Location
- California Road Huntingdon, Cambridgeshire, PE29 1BL England

Information
- Type: Further Education
- Principal: - Mark Robertson
- Gender: Mixed
- Website: http://www.camre.ac.uk/

= Huntingdonshire Regional College =

Huntingdon Campus of Cambridge Regional College, formerly Huntingdonshire Regional College is a further education college located in the Huntingdonshire district of Cambridgeshire and Cambridge, England. The college has campuses in the town of Huntingdon and Cambridge.

The Huntingdon Campus of Cambridge Regional College offers a range of qualifications including GCSEs, apprenticeships, BTECs, and access courses. Study subjects include art and design, business, computing, construction, photography, travel and tourism and hair and beauty.

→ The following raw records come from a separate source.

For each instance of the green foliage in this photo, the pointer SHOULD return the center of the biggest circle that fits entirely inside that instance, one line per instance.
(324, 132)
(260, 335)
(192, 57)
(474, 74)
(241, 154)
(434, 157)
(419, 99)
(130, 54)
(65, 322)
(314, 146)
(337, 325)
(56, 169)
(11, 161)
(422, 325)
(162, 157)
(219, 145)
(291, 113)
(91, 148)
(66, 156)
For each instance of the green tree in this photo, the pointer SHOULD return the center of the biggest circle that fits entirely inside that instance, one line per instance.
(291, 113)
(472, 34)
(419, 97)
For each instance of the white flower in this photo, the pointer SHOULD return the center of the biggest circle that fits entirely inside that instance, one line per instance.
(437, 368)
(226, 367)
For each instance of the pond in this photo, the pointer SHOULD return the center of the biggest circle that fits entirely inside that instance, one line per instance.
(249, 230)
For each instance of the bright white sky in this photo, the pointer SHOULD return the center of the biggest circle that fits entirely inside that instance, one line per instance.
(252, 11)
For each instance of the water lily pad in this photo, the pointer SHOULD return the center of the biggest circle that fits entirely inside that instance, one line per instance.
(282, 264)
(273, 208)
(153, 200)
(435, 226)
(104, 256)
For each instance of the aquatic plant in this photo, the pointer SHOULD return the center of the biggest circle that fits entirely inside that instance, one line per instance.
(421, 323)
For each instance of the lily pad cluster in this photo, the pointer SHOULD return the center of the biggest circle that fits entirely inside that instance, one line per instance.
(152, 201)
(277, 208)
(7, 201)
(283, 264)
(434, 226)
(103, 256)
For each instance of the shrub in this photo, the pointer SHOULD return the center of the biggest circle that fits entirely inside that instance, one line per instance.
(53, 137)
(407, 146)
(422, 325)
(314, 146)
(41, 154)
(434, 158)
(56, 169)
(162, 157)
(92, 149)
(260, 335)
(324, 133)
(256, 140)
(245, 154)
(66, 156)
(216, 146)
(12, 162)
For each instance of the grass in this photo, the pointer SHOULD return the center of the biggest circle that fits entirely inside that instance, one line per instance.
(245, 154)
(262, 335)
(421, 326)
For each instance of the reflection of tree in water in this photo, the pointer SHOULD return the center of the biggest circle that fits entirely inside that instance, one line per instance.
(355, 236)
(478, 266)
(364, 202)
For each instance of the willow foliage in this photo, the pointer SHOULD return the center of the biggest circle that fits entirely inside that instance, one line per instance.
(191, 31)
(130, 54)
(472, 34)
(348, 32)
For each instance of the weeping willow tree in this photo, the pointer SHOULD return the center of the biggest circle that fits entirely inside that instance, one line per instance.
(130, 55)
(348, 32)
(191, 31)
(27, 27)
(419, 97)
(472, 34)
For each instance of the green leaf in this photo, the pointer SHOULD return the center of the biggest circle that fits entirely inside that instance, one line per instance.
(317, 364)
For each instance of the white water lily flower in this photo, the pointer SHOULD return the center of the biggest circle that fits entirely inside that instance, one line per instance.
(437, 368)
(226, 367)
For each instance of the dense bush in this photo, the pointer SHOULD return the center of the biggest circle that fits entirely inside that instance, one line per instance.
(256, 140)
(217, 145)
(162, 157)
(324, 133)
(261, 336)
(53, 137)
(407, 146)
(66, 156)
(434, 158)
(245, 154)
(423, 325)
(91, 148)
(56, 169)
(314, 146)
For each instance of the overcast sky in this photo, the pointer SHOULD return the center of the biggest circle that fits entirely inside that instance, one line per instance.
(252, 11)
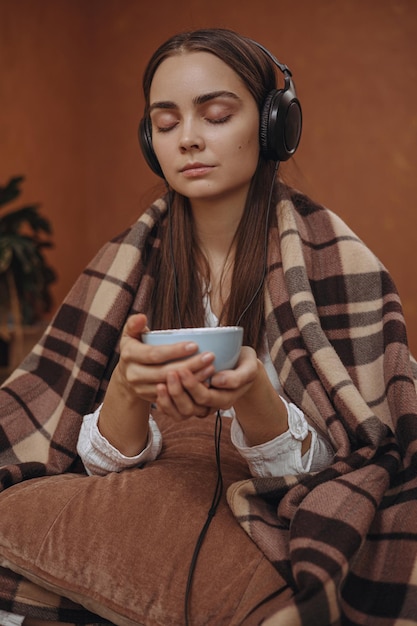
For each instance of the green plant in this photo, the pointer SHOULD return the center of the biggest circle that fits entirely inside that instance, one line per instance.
(25, 275)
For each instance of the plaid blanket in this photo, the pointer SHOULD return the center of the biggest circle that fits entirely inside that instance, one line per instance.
(345, 537)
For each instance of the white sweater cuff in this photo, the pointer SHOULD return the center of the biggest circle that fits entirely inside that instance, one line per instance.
(100, 457)
(282, 455)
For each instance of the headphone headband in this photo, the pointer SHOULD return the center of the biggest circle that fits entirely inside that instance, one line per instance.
(279, 128)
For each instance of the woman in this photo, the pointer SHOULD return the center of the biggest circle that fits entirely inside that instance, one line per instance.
(318, 458)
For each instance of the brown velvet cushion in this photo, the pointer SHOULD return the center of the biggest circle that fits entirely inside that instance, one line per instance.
(121, 545)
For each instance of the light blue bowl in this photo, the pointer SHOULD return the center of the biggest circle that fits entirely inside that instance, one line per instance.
(224, 341)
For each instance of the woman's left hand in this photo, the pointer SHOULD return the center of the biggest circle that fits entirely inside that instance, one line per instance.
(184, 395)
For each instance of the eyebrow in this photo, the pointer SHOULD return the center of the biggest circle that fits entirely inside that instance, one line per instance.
(202, 99)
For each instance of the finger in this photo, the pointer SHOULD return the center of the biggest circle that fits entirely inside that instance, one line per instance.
(179, 396)
(136, 324)
(164, 403)
(198, 390)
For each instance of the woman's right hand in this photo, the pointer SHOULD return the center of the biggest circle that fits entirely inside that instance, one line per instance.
(132, 388)
(142, 367)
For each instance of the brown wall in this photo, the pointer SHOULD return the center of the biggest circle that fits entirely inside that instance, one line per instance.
(70, 101)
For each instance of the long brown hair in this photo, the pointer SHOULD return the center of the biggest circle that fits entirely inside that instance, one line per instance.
(177, 279)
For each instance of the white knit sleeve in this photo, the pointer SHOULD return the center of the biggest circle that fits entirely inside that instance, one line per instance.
(282, 455)
(100, 457)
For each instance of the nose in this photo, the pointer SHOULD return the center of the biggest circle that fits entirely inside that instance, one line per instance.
(191, 137)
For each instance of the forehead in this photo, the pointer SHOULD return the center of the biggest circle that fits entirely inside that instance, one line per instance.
(192, 73)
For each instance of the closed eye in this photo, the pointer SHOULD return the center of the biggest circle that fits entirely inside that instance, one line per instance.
(219, 120)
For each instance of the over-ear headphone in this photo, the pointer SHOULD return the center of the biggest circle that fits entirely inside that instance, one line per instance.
(279, 128)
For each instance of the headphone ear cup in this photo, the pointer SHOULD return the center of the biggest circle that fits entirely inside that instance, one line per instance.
(145, 141)
(280, 125)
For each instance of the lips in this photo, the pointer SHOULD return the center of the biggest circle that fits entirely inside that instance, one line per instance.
(195, 169)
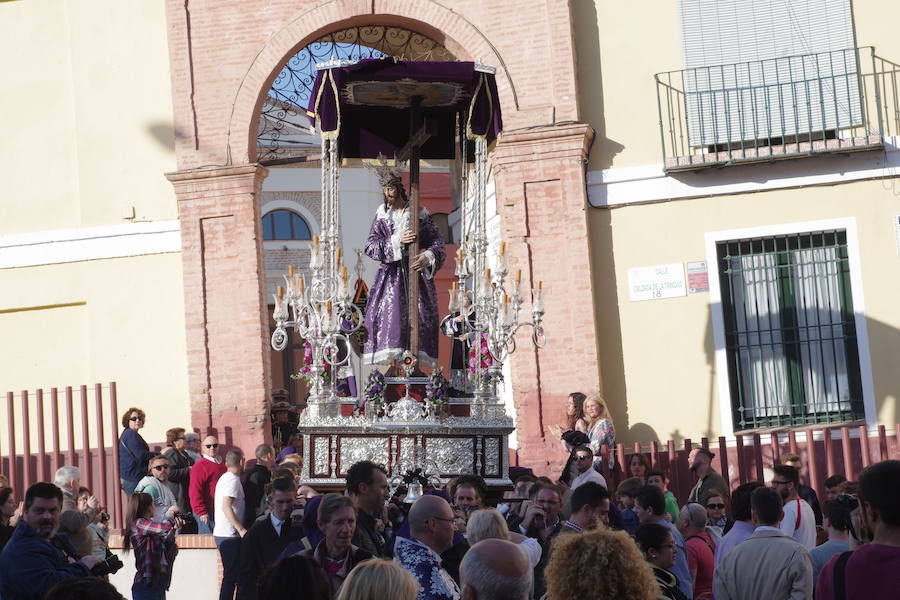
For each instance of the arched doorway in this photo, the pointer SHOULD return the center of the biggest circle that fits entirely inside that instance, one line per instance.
(287, 144)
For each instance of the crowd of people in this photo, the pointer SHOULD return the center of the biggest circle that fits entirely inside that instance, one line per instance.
(573, 537)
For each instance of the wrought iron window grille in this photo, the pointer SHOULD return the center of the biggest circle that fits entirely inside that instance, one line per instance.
(828, 102)
(284, 134)
(790, 330)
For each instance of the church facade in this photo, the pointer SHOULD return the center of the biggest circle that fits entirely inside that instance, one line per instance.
(704, 285)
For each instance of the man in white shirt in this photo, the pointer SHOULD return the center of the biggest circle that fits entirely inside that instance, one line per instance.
(799, 520)
(229, 514)
(584, 464)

The college also offers a range of professional career courses including Association of Accounting Technicians (AAT), Chartered Management Institute (CMI) and CISCO. Specialist courses are run for adults with learning difficulties or disabilities.

The campus offers a range of services to the public, including a hair and beauty salon, a plant centre and a nursery.

Following an Ofsted grade of inadequate in October 2016, the governors decided to remove the college's senior management team. The governors decided that the college should merge with Cambridge Regional College and so the senior team from Cambridge Regional College took over the running of the college. The merger took place on 1 August 2017 and Huntingdonshire Regional College is now known as Cambridge Regional College Huntingdon Campus.